Goldman Sachs is betting that you’ll want a $10,000 loan from the investment bank

Goldman Sachs is betting that you’ll want a $10,000 loan from the investment bank

David Zalik, founder and CEO of GreenSky.

Chris Hamilton | GreenSky

Goldman Sachs, the 153-year old investment bank, is now officially in the home improvement loan business as it continues a push into the finances of ordinary Americans.

The bank expects to add one million customers a year to its budding Marcus retail division through the acquisition of GreenSky, announced in September at a $2.2 billion price tag, Goldman executives said in their first interview after the deal closed Tuesday. GreenSky is an Atlanta-based buy-now, pay-later fintech firm that focuses on construction loans with an average $10,000 size.

“It a great acquisition engine because we expect to bring a million new customers annually through this distribution we’re adding to the Marcus ecosystem,” said Swati Bhatia, a Goldman partner and former Stripe executive. These customers will be able to use the firm’s Marcus app, where they will be offered the bank’s other products, including savings, personal loans and an expected digital checking account later this year, she said.

The move has broad implications for Goldman investors as it ramps up its ambitions in consumer finance, bringing increased opportunities — and risk.

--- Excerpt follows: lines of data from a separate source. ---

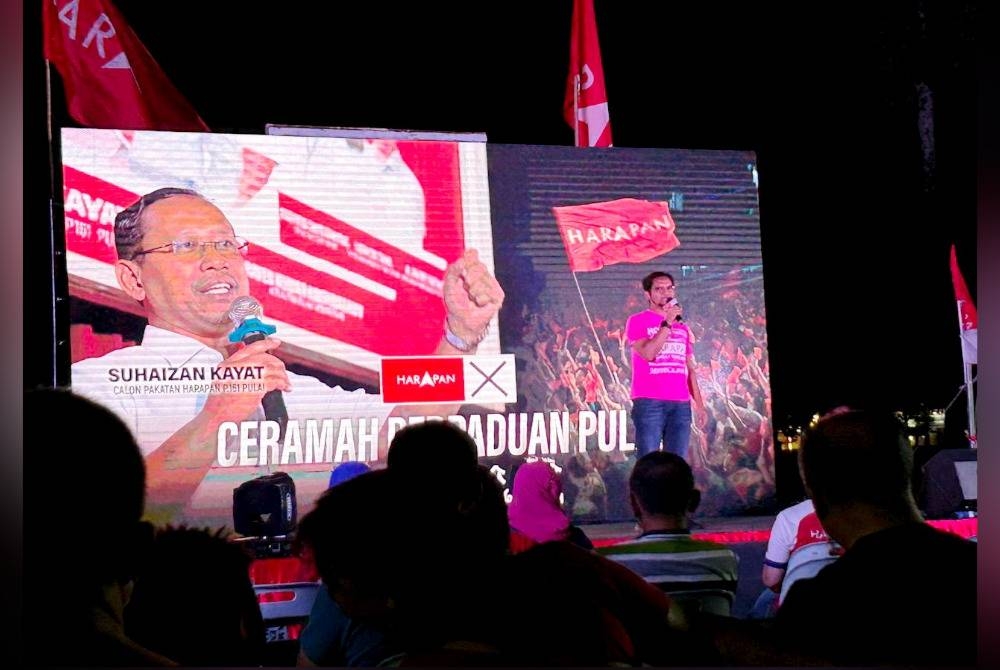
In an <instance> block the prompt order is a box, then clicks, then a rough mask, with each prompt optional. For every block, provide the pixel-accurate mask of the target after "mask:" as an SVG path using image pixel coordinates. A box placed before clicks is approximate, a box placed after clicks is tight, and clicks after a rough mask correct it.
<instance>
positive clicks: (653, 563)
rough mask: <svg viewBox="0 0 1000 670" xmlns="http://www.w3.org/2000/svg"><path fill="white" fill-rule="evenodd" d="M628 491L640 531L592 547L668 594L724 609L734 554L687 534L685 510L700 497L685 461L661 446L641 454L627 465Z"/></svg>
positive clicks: (713, 544)
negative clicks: (621, 539) (628, 490)
mask: <svg viewBox="0 0 1000 670" xmlns="http://www.w3.org/2000/svg"><path fill="white" fill-rule="evenodd" d="M629 497H630V500H631V503H632V510H633V511H634V512H635V516H636V518H637V519H638V520H639V527H640V528H641V529H642V534H641V535H639V537H637V538H636V539H634V540H628V541H626V542H621V543H619V544H615V545H612V546H609V547H602V548H600V549H599V550H598V551H599V552H600V553H601V554H603V555H605V556H607V557H608V558H610V559H612V560H615V561H617V562H619V563H621V564H623V565H625V566H627V567H628V568H630V569H631V570H632V571H633V572H636V573H638V574H639V575H640V576H642V577H643V578H644V579H645V580H646V581H648V582H650V583H652V584H655V585H656V586H658V587H660V588H661V589H662V590H663V591H666V592H667V593H668V594H669V595H670V596H671V598H675V599H677V600H680V601H692V600H694V601H698V600H700V601H701V602H702V603H704V605H705V606H706V607H707V608H708V609H707V611H712V612H713V613H716V614H729V612H730V609H731V606H732V601H733V599H734V598H735V595H736V581H737V577H738V574H739V573H738V565H739V559H738V558H737V556H736V554H735V553H734V552H733V551H732V550H731V549H729V548H728V547H726V546H725V545H722V544H718V543H716V542H708V541H704V540H695V539H693V538H692V537H691V531H690V515H691V514H692V513H693V512H694V511H695V509H697V507H698V504H699V503H700V502H701V493H700V492H699V491H698V489H696V488H695V487H694V475H693V474H692V472H691V466H689V465H688V464H687V462H686V461H685V460H684V459H683V458H681V457H680V456H678V455H676V454H672V453H669V452H666V451H654V452H652V453H649V454H646V455H645V456H642V457H641V458H640V459H639V460H637V461H636V463H635V468H634V469H633V470H632V475H631V477H630V478H629Z"/></svg>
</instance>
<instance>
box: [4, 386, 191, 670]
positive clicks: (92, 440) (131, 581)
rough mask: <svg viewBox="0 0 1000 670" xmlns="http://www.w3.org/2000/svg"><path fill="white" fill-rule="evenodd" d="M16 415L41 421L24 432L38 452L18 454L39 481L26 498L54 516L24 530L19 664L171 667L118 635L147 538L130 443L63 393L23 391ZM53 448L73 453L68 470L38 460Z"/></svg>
mask: <svg viewBox="0 0 1000 670" xmlns="http://www.w3.org/2000/svg"><path fill="white" fill-rule="evenodd" d="M24 411H25V416H31V417H42V419H41V420H40V421H36V422H35V423H33V424H32V428H31V439H32V440H34V443H33V446H35V447H39V448H36V449H32V450H30V451H31V454H29V453H28V452H27V451H26V452H25V457H26V458H27V459H29V460H30V459H34V460H35V463H34V465H35V466H36V467H35V468H34V470H35V471H36V472H41V473H43V476H44V480H45V484H46V486H45V488H44V489H42V488H34V491H35V493H34V494H32V495H31V496H30V497H27V496H26V498H25V502H26V503H28V502H29V501H31V500H32V498H33V499H34V500H37V499H38V498H40V497H41V496H44V498H45V503H44V504H45V507H44V509H46V510H52V512H48V511H47V512H38V511H36V512H35V513H34V514H33V515H32V517H33V518H34V519H35V522H34V523H33V524H32V523H28V524H27V525H26V526H25V552H26V553H25V559H26V560H25V562H24V567H25V581H24V584H25V585H26V587H27V588H26V590H25V595H26V596H27V597H26V598H25V600H24V611H23V621H24V626H23V631H24V647H23V649H24V653H25V655H26V657H25V659H24V661H25V663H24V665H26V666H35V665H37V666H45V667H72V666H83V667H94V668H98V667H104V668H107V667H140V666H153V667H163V666H170V665H177V663H175V662H174V661H173V660H171V659H168V658H165V657H164V656H162V655H160V654H158V653H156V652H154V651H152V650H150V649H147V648H146V647H143V646H142V645H140V644H139V643H137V642H136V641H135V640H133V639H131V638H130V637H129V636H128V635H127V634H126V632H125V624H124V612H125V607H126V605H127V604H128V602H129V599H130V597H131V594H132V588H133V584H134V580H135V577H136V575H137V574H138V573H139V570H140V568H141V566H142V565H143V563H144V561H145V560H146V557H147V552H148V551H149V549H150V547H151V546H152V537H153V528H152V526H151V525H150V524H148V523H146V522H144V521H142V513H143V505H144V500H145V486H146V470H145V465H144V463H143V459H142V454H141V453H140V452H139V447H138V446H137V445H136V443H135V438H134V437H133V436H132V434H131V433H130V432H129V430H128V428H127V427H126V426H125V425H124V424H123V423H122V422H121V421H120V420H119V419H118V418H117V417H116V416H115V415H114V414H113V413H111V412H110V411H108V410H107V409H106V408H104V407H101V406H100V405H98V404H97V403H94V402H91V401H89V400H86V399H84V398H81V397H80V396H78V395H76V394H74V393H70V392H69V391H66V390H64V389H36V390H31V391H27V392H25V394H24ZM53 450H58V451H69V450H72V451H73V454H74V457H73V463H72V466H71V467H65V466H62V465H52V464H51V463H48V464H47V463H45V462H44V461H45V459H46V458H47V457H48V456H47V454H48V453H50V452H51V451H53ZM39 454H41V455H39ZM46 465H48V467H46ZM38 491H42V493H41V494H40V495H39V494H38V493H37V492H38ZM28 506H29V507H32V508H35V506H34V505H33V504H30V505H28ZM36 509H38V510H41V509H43V508H42V507H40V506H39V507H38V508H36Z"/></svg>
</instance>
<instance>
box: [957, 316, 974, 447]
mask: <svg viewBox="0 0 1000 670" xmlns="http://www.w3.org/2000/svg"><path fill="white" fill-rule="evenodd" d="M955 304H956V306H957V307H958V334H959V339H960V342H961V336H962V333H963V323H962V301H961V300H957V301H955ZM961 343H962V378H963V381H964V382H965V400H966V404H967V412H968V419H969V434H968V439H969V446H970V447H972V448H973V449H975V448H976V447H977V446H978V443H977V439H976V399H975V393H974V391H973V390H972V365H971V364H970V363H969V362H968V361H966V360H965V344H964V342H961Z"/></svg>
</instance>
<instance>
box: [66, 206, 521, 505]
mask: <svg viewBox="0 0 1000 670" xmlns="http://www.w3.org/2000/svg"><path fill="white" fill-rule="evenodd" d="M246 244H247V243H246V241H245V240H242V239H240V238H237V237H236V236H235V234H234V231H233V227H232V225H231V224H230V222H229V220H228V219H227V218H226V216H225V214H223V212H222V211H221V210H220V209H219V208H218V207H216V206H215V205H213V204H212V203H211V202H209V201H208V200H207V199H206V198H205V197H203V196H202V195H200V194H199V193H198V192H196V191H193V190H190V189H181V188H162V189H158V190H156V191H153V192H152V193H148V194H146V195H144V196H142V197H141V198H139V200H137V201H136V202H135V203H133V204H132V205H131V206H129V207H128V208H126V209H124V210H122V212H120V213H119V214H118V216H117V217H116V220H115V246H116V249H117V252H118V260H117V261H116V263H115V276H116V278H117V280H118V283H119V285H120V286H121V288H122V290H123V291H124V292H125V293H126V294H127V295H128V296H130V297H131V298H133V299H134V300H136V301H137V302H138V303H140V304H141V305H142V307H143V309H144V311H145V314H146V318H147V320H148V325H147V327H146V330H145V332H144V335H143V340H142V344H141V345H139V346H136V347H127V348H125V349H120V350H117V351H114V352H111V353H109V354H107V355H105V356H101V357H99V358H94V359H87V360H83V361H79V362H77V363H75V364H74V365H73V367H72V385H73V389H74V391H76V392H77V393H80V394H81V395H85V396H87V397H90V398H91V399H93V400H96V401H97V402H100V403H101V404H103V405H105V406H107V407H109V408H110V409H112V410H113V411H114V412H115V413H116V414H117V415H118V416H120V417H121V418H122V419H123V420H124V421H125V422H126V424H127V425H128V426H129V427H130V428H131V430H132V431H133V433H134V434H135V435H136V439H137V441H138V443H139V445H140V447H141V449H142V451H143V454H144V455H145V457H146V461H147V469H148V472H149V482H150V494H149V501H150V507H152V508H159V509H160V510H161V512H162V516H164V517H165V519H163V520H169V521H174V522H176V521H180V520H196V521H198V522H199V523H204V522H206V521H213V522H217V521H218V520H219V515H220V514H223V513H227V512H228V510H229V509H231V493H232V486H233V483H232V481H231V480H230V481H226V478H225V477H221V478H215V479H216V480H217V481H216V483H215V489H214V490H210V489H212V486H211V485H210V483H209V482H203V480H204V479H206V478H205V475H206V473H207V472H208V471H209V469H211V468H213V467H214V468H219V467H227V468H229V473H227V474H234V475H236V474H246V473H248V472H251V473H252V472H255V470H254V466H258V467H259V466H265V465H266V466H269V465H279V466H280V467H281V469H289V466H290V465H294V462H295V461H299V460H301V459H302V458H304V459H305V461H306V462H308V461H309V460H310V459H311V458H312V459H314V460H316V459H317V453H316V452H317V451H318V450H319V449H320V446H321V445H322V448H324V449H335V448H344V445H343V444H342V443H338V435H339V430H340V429H341V426H340V423H339V422H341V421H346V420H352V421H355V423H356V424H357V425H353V426H352V427H351V428H352V432H351V436H352V437H353V438H357V439H358V441H360V442H361V443H360V444H358V443H356V442H355V440H352V441H351V442H352V444H351V445H350V447H349V448H350V450H351V451H352V452H353V453H350V454H347V455H348V456H350V460H367V461H375V460H377V458H378V454H377V453H374V454H373V453H372V451H373V450H374V449H376V448H378V446H379V445H380V446H381V447H382V449H381V451H382V453H383V454H384V450H385V444H386V442H385V438H386V422H385V419H386V417H387V416H389V415H390V413H391V414H401V413H402V412H401V409H402V408H401V407H399V406H397V407H393V406H391V405H385V404H383V403H382V398H381V396H379V395H372V394H368V393H366V392H365V391H364V390H357V391H353V392H349V391H345V390H344V389H342V388H340V387H333V388H331V387H329V386H327V385H326V384H324V383H322V382H320V381H319V380H317V379H315V378H312V377H307V376H303V375H297V374H294V373H291V372H289V371H287V370H286V369H285V364H284V363H283V362H282V360H281V359H280V358H278V357H277V356H276V355H275V353H276V352H275V350H276V349H278V348H279V347H280V345H281V341H280V340H279V339H277V338H273V337H272V338H266V339H262V340H260V341H257V342H253V343H251V344H248V345H245V346H240V345H236V346H234V345H233V344H232V343H231V342H230V341H229V339H228V337H229V334H230V333H231V331H232V329H233V323H232V321H231V320H230V318H229V310H230V307H231V306H232V304H233V301H234V299H236V298H237V297H240V296H246V295H248V293H249V280H248V277H247V274H246V269H245V267H244V261H243V253H244V249H245V248H246ZM442 294H443V298H444V303H445V308H446V312H447V319H446V323H445V328H444V331H445V332H444V333H443V337H442V339H441V341H440V343H439V345H438V346H437V348H436V350H435V351H434V352H428V353H433V354H440V355H459V354H467V353H472V352H474V351H475V349H476V346H477V345H478V343H479V342H480V341H481V340H482V339H483V337H484V336H485V333H486V329H487V326H488V324H489V322H490V320H491V319H492V318H493V317H494V316H495V315H496V314H497V312H498V311H499V309H500V306H501V304H502V303H503V298H504V293H503V289H502V288H501V287H500V285H499V283H497V281H496V279H495V278H494V277H493V276H492V275H491V274H490V273H489V270H488V269H487V268H486V266H485V265H484V264H483V263H482V262H481V261H480V260H479V258H478V254H477V252H476V251H475V250H474V249H469V250H466V252H465V254H464V255H463V256H462V257H461V258H459V259H458V260H457V261H455V262H454V263H452V264H451V265H450V266H449V267H448V269H447V270H446V272H445V277H444V287H443V291H442ZM419 353H424V352H414V354H419ZM198 370H201V371H202V372H201V373H199V372H198ZM205 370H208V371H209V373H208V374H207V375H206V374H205V373H204V371H205ZM212 370H217V372H216V373H211V371H212ZM199 374H200V375H202V376H203V377H205V376H207V379H206V378H201V377H199ZM137 376H141V377H143V379H137V378H136V377H137ZM170 377H172V378H173V379H169V378H170ZM215 377H221V378H222V379H217V378H215ZM236 377H239V378H240V379H241V380H243V381H246V382H247V383H246V384H233V383H232V382H233V381H234V378H236ZM214 378H215V379H214ZM161 381H163V382H166V381H170V382H180V383H181V389H180V392H171V393H170V395H169V399H167V398H165V397H164V396H163V395H161V394H158V393H157V392H155V388H156V386H157V385H158V383H159V382H161ZM227 382H228V383H229V386H228V387H226V386H225V385H226V383H227ZM209 386H211V387H212V388H211V392H206V387H209ZM147 387H149V388H147ZM234 389H235V391H236V392H234ZM272 390H278V391H281V392H282V393H283V395H284V401H285V404H286V407H287V411H288V418H289V427H292V426H293V425H294V426H295V427H297V428H299V429H301V435H302V443H301V444H300V445H299V451H300V452H301V453H302V456H301V457H300V456H298V453H296V451H295V446H294V445H293V448H292V449H291V453H292V456H291V457H289V456H288V451H289V450H288V449H287V448H286V449H283V450H280V451H279V450H278V449H274V450H270V449H267V448H263V449H258V450H257V451H259V452H260V453H257V454H254V453H251V452H252V451H254V450H253V449H247V444H248V443H251V444H252V443H253V440H252V439H250V440H248V439H247V438H248V436H247V435H240V434H237V431H236V429H235V428H234V429H233V430H231V431H230V432H228V433H225V434H223V431H222V430H221V429H220V426H223V425H229V426H239V427H240V430H242V424H241V422H244V423H245V422H248V421H254V420H260V419H262V418H263V412H262V410H261V399H262V398H263V396H264V394H265V393H267V392H269V391H272ZM172 391H176V386H173V388H172ZM186 391H189V392H186ZM445 409H446V408H445V407H441V408H433V407H430V408H428V407H426V406H424V407H421V408H420V412H419V413H420V414H423V415H434V414H436V413H438V412H440V413H441V415H444V411H445ZM293 421H295V422H297V423H296V424H292V422H293ZM310 421H312V423H311V424H310V423H309V422H310ZM322 421H326V422H329V421H332V422H333V423H320V422H322ZM323 430H329V431H332V432H328V433H326V434H323V433H322V431H323ZM366 430H367V431H368V432H367V433H366V432H365V431H366ZM372 430H375V431H376V432H377V435H374V436H373V435H371V431H372ZM310 431H311V432H310ZM260 437H261V439H262V440H263V437H264V436H263V435H261V436H260ZM237 442H238V443H239V447H238V448H237V446H235V443H237ZM227 445H228V446H227ZM366 445H367V446H366ZM285 446H286V447H287V444H286V445H285ZM341 456H343V454H341ZM261 458H264V459H265V460H264V462H262V461H261ZM223 460H224V461H225V462H224V463H223V462H221V461H223ZM282 460H284V461H285V462H284V463H282V462H281V461H282ZM318 460H322V461H323V462H321V463H319V464H318V467H317V468H316V469H318V470H322V471H323V472H328V471H329V468H330V460H329V458H324V454H319V455H318ZM336 460H341V459H340V458H338V459H336ZM241 466H245V467H242V469H241ZM192 495H193V497H192ZM179 517H180V518H179Z"/></svg>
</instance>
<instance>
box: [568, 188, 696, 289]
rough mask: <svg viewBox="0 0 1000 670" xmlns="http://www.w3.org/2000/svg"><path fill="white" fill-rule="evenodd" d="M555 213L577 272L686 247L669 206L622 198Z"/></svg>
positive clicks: (648, 258)
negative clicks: (682, 247)
mask: <svg viewBox="0 0 1000 670" xmlns="http://www.w3.org/2000/svg"><path fill="white" fill-rule="evenodd" d="M552 213H553V214H555V216H556V223H557V224H558V226H559V232H560V234H561V235H562V240H563V245H564V246H565V247H566V255H567V257H568V258H569V267H570V269H571V270H572V271H573V272H590V271H592V270H600V269H601V268H602V267H604V266H605V265H614V264H615V263H644V262H646V261H648V260H650V259H652V258H656V257H657V256H660V255H661V254H665V253H667V252H668V251H671V250H673V249H675V248H677V247H678V246H679V245H680V240H678V239H677V233H676V230H677V226H676V225H675V224H674V219H673V217H671V216H670V208H669V207H668V206H667V203H665V202H650V201H648V200H637V199H635V198H621V199H619V200H609V201H607V202H593V203H590V204H587V205H571V206H567V207H553V208H552Z"/></svg>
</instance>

Goldman will start originating GreenSky’s loans using its own $1.5 trillion balance sheet in the next few months, according to Bhatia, replacing the bank partners GreenSky had leaned on when it was independent.

That will add potentially billions of dollars of new loans onto its balance sheet, which should serve as an engine for generating the type of interest income that powers larger retail rivals like JPMorgan Chase and Wells Fargo.

As a result, Goldman — which typically touts it ability to manage risk as it added products like the Apple Card to its portfolio — will be more exposed to the creditworthiness of ordinary Americans. While GreenSky naturally caters to homeowners, the loans are unsecured, meaning customers’ houses aren’t used as collateral if the borrower falls behind.

GreenSky had been originating roughly $7 billion in loans a year before it was acquired, although Goldman may choose to securitize some of the loans, depending on market conditions, Bhatia said.

Home improvement

Thanks to a shortage of new construction homes and remote-work trends accelerated by the coronavirus pandemic, demand for home improvement loans has been robust, according to GreenSky founder David Zalik, who is joining Goldman at the partner level.

“It’s amazing how resilient that business is, even with a pandemic, with supply chain challenges, rising interest rates; the demand has been tremendous,” Zalik said. “There was two months in the pandemic where we didn’t grow, and then it went through the roof. People want to invest in their homes.”

Customers typically come to GreenSky through the fintech’s network of 10,000 merchants, which range from small businesses to some of the biggest U.S. home improvement brands. Users choose the length of repayment periods that may vary from 36 to 84 months and can repay loans early “at any time,” according to Zalik.

“The consumer appreciates that if the total project is $15,000, I can buy it for $90 a month at a low single-digit interest rate,” Zalik said. “It helps the consumer afford and manage their cash and helps the business sell their product, no different than Toyota sells a lot more cars because financing is available.”

The integration of GreenSky systems into Goldman will take through the rest of the year and possibly into 2023, Bhatia said. With that, the bank will be closer to its vision as a provider of multiple digital products, both directly to consumers as well as via partners.

“Eventually as we complete the integration, we will be able to offer products across the spectrum to all of our customers,” Bhatia said. “We are working on creating one seamless digital experience for our customers.”